Fit jsdm models in Stan
stan_jsdm.Rd
This function fits joint Species Distribution models in Stan, using either a
generalised linear latent variable model approach (method = "gllvm"
), or a
multivariate generalised linear mixed model approach (method = "mglmm"
).
Usage
stan_jsdm(X, ...)
# Default S3 method
stan_jsdm(
X = NULL,
Y = NULL,
species_intercept = TRUE,
method,
dat_list = NULL,
family,
site_intercept = "none",
D = NULL,
prior = jsdm_prior(),
site_groups = NULL,
beta_param = "unstruct",
Ntrials = NULL,
zi_param = "constant",
zi_X = NULL,
save_data = TRUE,
iter = 4000,
log_lik = TRUE,
...
)
# S3 method for class 'formula'
stan_jsdm(formula, data = list(), ...)
Arguments
- X
The covariates matrix, with rows being site and columns being covariates. Ignored in favour of data when formula approach is used to specify model.
- ...
Arguments passed to
rstan::sampling()
- Y
Matrix of species by sites. Rows are assumed to be sites, columns are assumed to be species
- species_intercept
Whether the model should be fit with an intercept by species, by default
TRUE
- method
Whether to fit a GLLVM or MGLMM model, details in description
- dat_list
Alternatively, data can be given to the model as a list containing Y, X, N, S, K, and site_intercept.

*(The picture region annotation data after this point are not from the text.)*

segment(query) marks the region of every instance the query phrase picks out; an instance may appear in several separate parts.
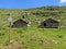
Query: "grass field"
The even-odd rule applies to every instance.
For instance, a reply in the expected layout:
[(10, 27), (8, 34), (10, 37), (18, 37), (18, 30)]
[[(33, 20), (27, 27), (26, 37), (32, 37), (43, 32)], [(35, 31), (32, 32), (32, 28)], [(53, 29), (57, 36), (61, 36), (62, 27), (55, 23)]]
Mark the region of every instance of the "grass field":
[(66, 28), (12, 28), (10, 48), (8, 29), (0, 30), (0, 49), (66, 49)]
[[(9, 13), (12, 13), (12, 23), (19, 19), (32, 22), (29, 27), (11, 28), (11, 44), (9, 44), (9, 23), (7, 21)], [(0, 49), (66, 49), (66, 27), (37, 27), (38, 22), (48, 17), (61, 20), (61, 26), (66, 26), (66, 8), (55, 7), (53, 10), (48, 10), (47, 7), (28, 10), (0, 9)]]

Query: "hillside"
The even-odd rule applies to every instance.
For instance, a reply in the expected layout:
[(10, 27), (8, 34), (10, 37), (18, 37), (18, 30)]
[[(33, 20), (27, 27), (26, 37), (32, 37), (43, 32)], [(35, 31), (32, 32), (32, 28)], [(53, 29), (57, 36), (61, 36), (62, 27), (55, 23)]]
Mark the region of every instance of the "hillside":
[[(66, 7), (42, 7), (35, 9), (0, 9), (0, 26), (7, 25), (8, 14), (11, 13), (13, 22), (22, 19), (24, 21), (41, 22), (45, 19), (53, 17), (55, 20), (66, 20)], [(62, 21), (62, 22), (63, 22)]]
[[(11, 28), (9, 42), (8, 15), (13, 21), (22, 19), (31, 26)], [(59, 22), (59, 28), (38, 28), (46, 19)], [(35, 9), (0, 9), (0, 49), (66, 49), (66, 7), (42, 7)]]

See output of
jsdm_sim_data()
for an example of how this can be formatted.- family
is the response family, must be one of
"gaussian"
,"neg_binomial"
,"poisson"
,"binomial"
,"bernoulli"
, or"zi_poisson"
. Regular expression matching is supported.- site_intercept
Whether a site intercept should be included, potential values
"none"
(no site intercept),"grouped"
(a site intercept with hierarchical grouping) or"ungrouped"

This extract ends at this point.